Когда–то это был замечательный сад, поистине один из лучших во всей долине.
Но ливень побил бутоны, завязи и почки, превратив их в малопривлекательную гниющую массу; — Видели ли вы когда–нибудь столько дипломов? Посмотрите на все эти почетные грамоты! Клянусь небом, нет такого растения, которое моя жена не может вырастить! — хвастался когда–то Сардус.
С лампой в вытянутой руке Ребекка прошла всю улицу, на которой жили Свифты, затем свернула на улицу Дандесс и пересекла наискосок площадку перед «Универсальным магазином Уиггема». Она приблизилась к старому заброшенному колодцу. Сверху его прикрывал от дождя маленький жестяной навес с выцветшими буквами: «КОЛОДЕЦ УИГГЕМА» Загадайте желание, и оно сбудется.
Ребекка поставила лампу на каменную стенку. Затем привязала один конец принесенной веревки к вороту колодца, а на другом соорудила грубую скользящую петлю. Сняла ночную рубашку. Белые руки блеснули в последний раз, когда она сложила их на груди, чтобы прочесть молитву. Черные ленты дождевой воды обвили бледные плечи Ребекки, ее маленькую грудь и бесплодный живот, словно темные, набрякшие вены, и поползли по коже клубком мерцающих змей. Из кармана снятой ночной рубашки Ребекка достала пластиковый мешок, в котором лежала прощальная записка. Она пристроила мешок в щели между кладкой, а затем встала на край колодца. Взяв в руки моток, она набросила на шею петлю и слегка затянула ее.
Пошатываясь под весом узловатого веревочного нароста, образовавшегося у нее на правом плече, она помедлила мгновение на краю, а затем нагая шагнула в темное отверстие.

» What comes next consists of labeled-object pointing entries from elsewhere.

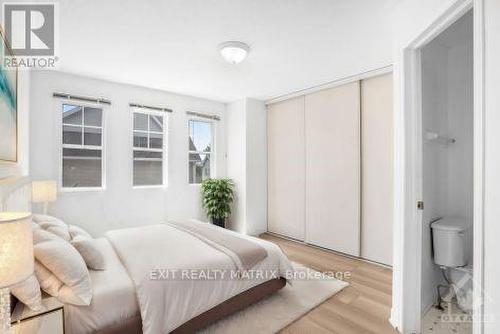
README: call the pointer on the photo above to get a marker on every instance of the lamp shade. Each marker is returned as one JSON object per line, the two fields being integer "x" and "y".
{"x": 44, "y": 191}
{"x": 16, "y": 248}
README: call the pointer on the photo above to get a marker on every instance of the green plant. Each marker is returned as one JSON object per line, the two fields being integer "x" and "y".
{"x": 217, "y": 195}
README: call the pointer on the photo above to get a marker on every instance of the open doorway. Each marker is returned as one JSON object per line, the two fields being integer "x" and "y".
{"x": 447, "y": 123}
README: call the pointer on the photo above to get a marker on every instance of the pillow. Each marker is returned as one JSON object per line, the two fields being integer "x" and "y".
{"x": 76, "y": 231}
{"x": 66, "y": 264}
{"x": 91, "y": 254}
{"x": 40, "y": 235}
{"x": 40, "y": 219}
{"x": 48, "y": 281}
{"x": 28, "y": 292}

На краю колодца спиртовая лампа слабо мерцала, как сигнальный огонь. Сам удивляясь, чего такого особенного он надеется увидеть утром из окна, Бейкер Уиггем, ранняя пташка и жертва привычки, все–таки выглянул наружу, и как раз вовремя, чтобы увидеть последнюю слабую вспышку лампы, стоявшей на краю колодца. Бейкер Уиггем схватил пальто, сунул в карман фонарик и вышел на улицу.
Через полчаса толстый и злой сынок Уиггемов Фицджеральд, известный всем и каждому под кличкой «Большие Кулаки», ввалился к Сардусу Свифту в открытую дверь черного хода, не позаботившись даже толком постучать. Ухватившись за спинку кровати с балдахином, он принялся яростно ее трясти. Испуганный Сардус проснулся и увидел, как Большие Кулаки Уиггем носится бесом по комнате, зловеще ухмыляясь и облизывая дурную весть, готовую сорваться с кончика его толстого языка.